The Division of Labor Standards Enforcement has opined that industry-standard uniforms – for example, black pants and white shirt for wait staff, or a white nurse’s uniform – may be exempt from the uniform requirement. However, even if courts will enforce these exceptions, they are very narrow. For example, the DLSE refused to extend the nurse’s uniform exception to multi-colored “scrubs.”

Applicable Wage Orders may exempt from the definition of uniform “protective apparel regulated by the Occupational Safety and Health Standards Board.”  Therefore, if OSHA regulations require steel-toed boots for a job, they are not a “uniform” merely because the employer mandates them.  But when an employer requires “black, steel-toed boots,” going beyond what the safety standard requires, it risks violating the uniform provision.

Finally, employers desiring absolute control over a uniformed employee’s appearance may run afoul of the National Labor Relations Act. Particularly when there is no safety issue or exposure to the public, even uniformed employees may be permitted to wear buttons supporting a union or other matters related to wages, hours, or other employment matters.  However, employers’ policies against buttons or other personal expression will receive greater deference when safety, discipline, or customer service are important interests.

Dress Codes

Although the definition of “business attire” is decidedly more casual in modern times, employers still may set employee dress codes.  As explained above, however, employers must do so without violating the FEHA’s regulations.

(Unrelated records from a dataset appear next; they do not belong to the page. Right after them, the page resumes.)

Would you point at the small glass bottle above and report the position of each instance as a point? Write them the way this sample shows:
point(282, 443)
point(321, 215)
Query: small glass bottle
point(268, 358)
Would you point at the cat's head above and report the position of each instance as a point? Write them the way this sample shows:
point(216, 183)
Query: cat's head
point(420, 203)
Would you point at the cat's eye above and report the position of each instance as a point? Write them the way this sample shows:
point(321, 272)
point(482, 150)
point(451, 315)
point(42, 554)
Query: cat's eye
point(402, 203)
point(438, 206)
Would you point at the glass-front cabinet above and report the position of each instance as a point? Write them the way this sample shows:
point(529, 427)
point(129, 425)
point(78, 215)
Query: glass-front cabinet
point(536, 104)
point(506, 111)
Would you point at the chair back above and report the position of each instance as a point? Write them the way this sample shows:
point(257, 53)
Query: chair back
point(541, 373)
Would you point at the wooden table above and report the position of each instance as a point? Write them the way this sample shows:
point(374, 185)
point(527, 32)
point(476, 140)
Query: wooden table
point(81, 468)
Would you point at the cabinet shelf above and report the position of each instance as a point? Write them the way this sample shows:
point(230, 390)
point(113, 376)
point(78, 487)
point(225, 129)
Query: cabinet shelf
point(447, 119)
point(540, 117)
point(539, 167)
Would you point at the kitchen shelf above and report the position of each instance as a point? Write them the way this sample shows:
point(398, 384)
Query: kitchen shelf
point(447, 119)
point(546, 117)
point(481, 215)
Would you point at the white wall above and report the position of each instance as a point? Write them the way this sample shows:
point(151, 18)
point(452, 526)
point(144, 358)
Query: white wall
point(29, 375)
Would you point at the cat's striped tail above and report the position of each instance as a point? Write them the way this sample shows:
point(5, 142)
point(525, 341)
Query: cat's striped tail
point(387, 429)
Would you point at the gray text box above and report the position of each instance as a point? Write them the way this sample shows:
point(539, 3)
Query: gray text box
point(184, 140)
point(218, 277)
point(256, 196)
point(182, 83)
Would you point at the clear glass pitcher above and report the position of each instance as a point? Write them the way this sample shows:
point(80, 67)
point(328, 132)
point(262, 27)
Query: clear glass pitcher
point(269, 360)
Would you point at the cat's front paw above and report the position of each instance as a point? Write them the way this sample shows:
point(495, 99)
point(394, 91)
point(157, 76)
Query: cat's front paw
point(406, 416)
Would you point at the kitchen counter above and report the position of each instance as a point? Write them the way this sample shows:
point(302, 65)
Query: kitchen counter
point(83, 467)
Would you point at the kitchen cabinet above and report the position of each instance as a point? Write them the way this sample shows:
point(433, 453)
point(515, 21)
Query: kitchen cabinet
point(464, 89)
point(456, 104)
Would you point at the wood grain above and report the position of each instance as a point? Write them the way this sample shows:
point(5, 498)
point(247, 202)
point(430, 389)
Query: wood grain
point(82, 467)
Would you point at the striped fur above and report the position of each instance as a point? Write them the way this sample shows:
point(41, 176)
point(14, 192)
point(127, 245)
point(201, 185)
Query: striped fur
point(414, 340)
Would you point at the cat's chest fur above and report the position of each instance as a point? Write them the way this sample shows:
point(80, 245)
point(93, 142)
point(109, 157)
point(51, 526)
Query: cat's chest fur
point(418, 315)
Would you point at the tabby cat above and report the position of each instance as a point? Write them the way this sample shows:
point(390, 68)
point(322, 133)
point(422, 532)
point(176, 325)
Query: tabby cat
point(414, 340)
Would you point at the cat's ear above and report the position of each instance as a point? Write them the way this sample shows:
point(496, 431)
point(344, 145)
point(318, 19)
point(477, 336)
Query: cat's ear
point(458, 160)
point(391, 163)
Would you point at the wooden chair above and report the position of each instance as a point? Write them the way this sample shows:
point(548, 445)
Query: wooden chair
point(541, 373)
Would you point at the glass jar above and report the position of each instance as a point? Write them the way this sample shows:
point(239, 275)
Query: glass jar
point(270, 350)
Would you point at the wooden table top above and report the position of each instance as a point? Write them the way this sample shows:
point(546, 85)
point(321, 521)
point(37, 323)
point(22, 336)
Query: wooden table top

California was the first state to forbid dress codes that prohibit women from wearing pants at work.  Although such policies are long gone, even modern dress codes encounter difficulty when standards differentiate based on sex.  For example, a dress code should not bar skirts “above the knee” if it allows men to wear shorts above the knee. The answer is simply to bar “clothing that reveals skin above the knee.”

Similarly, it is fine to bar sleeveless shirts, but that rule should apply regardless of sex. Women cannot be required to wear dress shoes, if men are permitted to wear sneakers.  All that said, a dress code policy must accommodate gender identity or expression.

Finally, dress codes must be carefully drafted to avoid creating “uniform” obligations, as discussed above. Thus, it is dangerous to require “white” blouses, “black slacks,” or other particular colors.